In all of the chaos and fear surrounding COVID19 we’re all considering our physical health and safety. Taking action as needed. Now what about your mental health?
Have you sat down and thought about how you and those close to you are coping?
Anxiety (and especially health anxiety) is a topic that has been discussed lately which is great to see. But I haven’t seen much yet about managing depression and isolation. If you want to share a link in the comments on this topic I’d love to read it.
Part of managing the health risks of COVID19 is self isolating if needed. As someone who has lived with major depression long term I’ve learnt to recognise warning signs that I’m not ok. Isolating myself is one of the signs I look for.
My kids and I have been home for over a week (my son has a cold). His school said to keep away. I’m grateful for their clear stance and being home has reduced my anxiety for my family. But being isolated has me worried about myself.
Usually when I start to self isolate it means my depression isn’t managed well. I feel comfortable and safe being at home and retreat further and further.
So.. I was curious to ask what do other people do in this situation?
Does anyone have realistic ideas that might help?
I’m waiting for my psychiatrist appointment and no doubt he’ll review my medicines. I’ll update at the end of the month and share what advice he has.
Above all I wanted to ask how do you distinguish between isolating as a symptom of Depression and isolating because of the virus?
If you know (or are) someone who manages mental health issues there are questions important to be asking right now…
What symptoms do you experience if your mental health is declining? How do you know when you are at risk and need to take action? What might it look like to me as an outsider when you’re struggling?
I’ll share my own warning signs (I manage recurring major depression and ADHD and have a history of suicidal ideation).
Perhaps it might make you think about how you or a loved one is coping right now and more importantly decide what steps to take to keep safe.
Withdrawing further and further from everyone and need more time alone to cope.
What this can look like to others:
I might sleep to avoid having to talk. Seem lost in thought. Be unable to follow conversation or focus. Snap at you or become teary for what seems like no reason.
The worse my depression becomes the harder it is to talk or write.
What can this look like?
I never answer the phone if you call. If I have to I’m blunt and cold. I’ll make any excuse not to make a phonecall. If you ask me to make an appointment I’ll do it online or not at all.
It can take days or weeks to get a reply to a text/email (if you get a reply at all). When I do reply it can be unpredictable. Maybe you’ll get prompt replies for a few days and then nothing again.

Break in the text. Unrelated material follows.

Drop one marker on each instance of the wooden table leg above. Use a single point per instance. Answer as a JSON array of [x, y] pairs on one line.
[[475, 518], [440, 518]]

I’ve deleted nearly every post, blog, email or text I try to write. I’ve volunteered for BeyondBlue for years writing to others. I love it and it’s important to me and yet I’ve barely posted.
Others might notice…
I’m inconsistent. Might write to you and then disappear. When I’m present I care and might seem upbeat and even fine. Then I disappear yet again.
Other times you might see incomplete sentences or the writing is all confusing. That’s me trying to keep writing no matter what.
Alternating between needing to sleep all the time and insomnia.
This sounds obvious but it is important to consider that sleep can be used as an escape. So if I’m over sleeping or excuse myself to sleep it can be a way of coping because I’m overwhelmed and need space. Other times I might pace the house at night. Ot not come to bed so I don’t keep you awake.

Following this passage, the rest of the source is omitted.